I am sorry, but with respect, the article you reference is both misguided and misleading for digital photographers. The Zone System is highly relevant only in film photography where placing tones in the appropriate place on the tonal scale determines how the image will look when output as a print. However, a film’s response to light is non-linear (as is the human eye’s) and corresponds to what is known as an S-shaped gamma/tone curve where the highest and lowest tones require progressively more exposure to produce an incremental increase in image brightness. A digital sensor behaves in a fundamentally different way. Digital exposure is linear with each stop of exposure producing a doubling of perceived brightness across the entire recordable tonal range – meaning that, unlike film, no tone curve is applied which in turn, means that each F-stop records half of the light of the previous one which in turn, means that the brightest stop (the one closest to the right side of the histogram) contains 50% of all the digital data in the file. The next stop down contains 25%…and so on…which in turn, means that if you do not use the right-hand fifth of the histogram you are in fact throwing away fully half of the available encoding values of your camera before you start.
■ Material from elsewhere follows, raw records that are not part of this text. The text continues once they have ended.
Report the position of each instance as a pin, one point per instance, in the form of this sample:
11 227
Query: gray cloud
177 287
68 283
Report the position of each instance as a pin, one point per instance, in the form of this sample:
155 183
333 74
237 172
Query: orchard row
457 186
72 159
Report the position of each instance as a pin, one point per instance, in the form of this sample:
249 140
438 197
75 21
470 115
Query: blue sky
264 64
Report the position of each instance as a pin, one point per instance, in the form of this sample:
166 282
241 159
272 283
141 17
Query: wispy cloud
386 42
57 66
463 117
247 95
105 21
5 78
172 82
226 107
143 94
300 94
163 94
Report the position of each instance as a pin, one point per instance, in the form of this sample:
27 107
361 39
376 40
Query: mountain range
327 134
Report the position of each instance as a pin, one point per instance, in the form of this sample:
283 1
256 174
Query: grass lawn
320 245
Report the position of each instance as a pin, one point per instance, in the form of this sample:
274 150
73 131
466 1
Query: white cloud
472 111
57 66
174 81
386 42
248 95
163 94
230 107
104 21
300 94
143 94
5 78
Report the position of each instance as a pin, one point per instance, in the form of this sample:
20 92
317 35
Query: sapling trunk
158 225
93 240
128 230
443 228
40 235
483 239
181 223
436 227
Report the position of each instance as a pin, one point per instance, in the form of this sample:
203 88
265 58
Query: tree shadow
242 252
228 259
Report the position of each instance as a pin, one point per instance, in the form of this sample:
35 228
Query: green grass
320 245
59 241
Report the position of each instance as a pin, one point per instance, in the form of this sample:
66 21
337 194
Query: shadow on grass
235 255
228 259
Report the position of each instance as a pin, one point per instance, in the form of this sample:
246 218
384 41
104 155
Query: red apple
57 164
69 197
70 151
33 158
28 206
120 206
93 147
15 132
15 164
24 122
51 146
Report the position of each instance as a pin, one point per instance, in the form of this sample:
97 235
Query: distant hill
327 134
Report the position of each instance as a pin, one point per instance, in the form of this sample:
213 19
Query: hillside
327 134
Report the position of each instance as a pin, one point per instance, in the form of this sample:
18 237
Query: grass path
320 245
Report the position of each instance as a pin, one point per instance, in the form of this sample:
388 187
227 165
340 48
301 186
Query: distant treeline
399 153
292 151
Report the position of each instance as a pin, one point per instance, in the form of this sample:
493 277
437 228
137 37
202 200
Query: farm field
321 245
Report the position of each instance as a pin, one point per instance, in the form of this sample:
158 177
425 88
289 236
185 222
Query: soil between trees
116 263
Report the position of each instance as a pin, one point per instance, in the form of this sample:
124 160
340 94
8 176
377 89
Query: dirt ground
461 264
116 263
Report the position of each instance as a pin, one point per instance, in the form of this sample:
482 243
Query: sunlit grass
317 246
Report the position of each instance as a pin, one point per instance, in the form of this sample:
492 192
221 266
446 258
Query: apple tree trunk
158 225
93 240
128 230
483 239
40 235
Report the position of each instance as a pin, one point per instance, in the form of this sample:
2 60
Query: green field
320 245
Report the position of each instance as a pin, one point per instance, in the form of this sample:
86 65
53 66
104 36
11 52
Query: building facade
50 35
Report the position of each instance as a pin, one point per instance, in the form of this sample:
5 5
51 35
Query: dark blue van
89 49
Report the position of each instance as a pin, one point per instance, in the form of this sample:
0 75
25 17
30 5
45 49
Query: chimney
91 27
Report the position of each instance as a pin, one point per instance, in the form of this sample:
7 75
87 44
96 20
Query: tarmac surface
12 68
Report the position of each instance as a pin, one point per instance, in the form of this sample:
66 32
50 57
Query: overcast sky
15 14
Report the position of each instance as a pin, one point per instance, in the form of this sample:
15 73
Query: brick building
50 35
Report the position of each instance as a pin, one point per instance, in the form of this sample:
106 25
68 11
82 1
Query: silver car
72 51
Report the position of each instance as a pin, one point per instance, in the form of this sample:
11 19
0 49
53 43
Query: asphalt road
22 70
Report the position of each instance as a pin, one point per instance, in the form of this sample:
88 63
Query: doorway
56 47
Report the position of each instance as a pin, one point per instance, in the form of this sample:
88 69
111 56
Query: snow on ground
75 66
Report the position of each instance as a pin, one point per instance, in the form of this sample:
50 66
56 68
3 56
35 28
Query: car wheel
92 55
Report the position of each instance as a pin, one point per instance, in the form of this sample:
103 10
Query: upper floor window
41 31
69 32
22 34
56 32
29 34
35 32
The exposure meter is an accurate, but very dumb instrument, essentially calibrated (from the days of film) to a mid-tone grey and takes no account of the fact that digital exposure is linear and, by extrapolation, that capturing as much data as is possible short of saturating the sensor is the only way to optimise digital exposure. It also gives the lie to those who persist in clinging to the old nonsense that the in-camera appearance of an image is, in some way, a personal, artistic or creative choice. It isn’t. It’s just throwing away valuable image data with all the penalties that accompany that choice. Optimal digital exposure is about maximising data capture. That means applying the greatest possible exposure to the sensor short of saturation/clipping. The histogram rules – and even that is misleading in that it reflects the in camera display JPEG exposure rather than the true RAW. The best RAW capture is ironically likely the one which looks utterly horrible in the camera LCD – both too bright and too flat.
There is no Zone System in RAW digital capture. The Zone System in digital photography belongs in the realm of post-processing. Once you have as much data as the sensor can capture, you can rearrange it (and thus the Zones of the tonal range) in the editing process to your heart’s content – to correspond to whatever visualisation you want. If you fail to capture all the data, you are effectively dealing with a file depleted of information with the accompanying penalties of a truncated tonal scale, reduced detail and increased in noise. It’s frustrating to read technical arguments about image quality between photographers who have, by exposing in the way you describe, unwittingly binned half their image data before they even get to look at their images. They then enter into lengthy discussions about how a particular piece of software can recover detail, noise, dynamic range and colour fidelity from images which, had they been exposed correctly in the first place, would have few, if any, of the defects they work so hard to correct. Control of the tonal range is a significant skill, but in digital photography, it’s an entirely different skill from the one required in the world of film.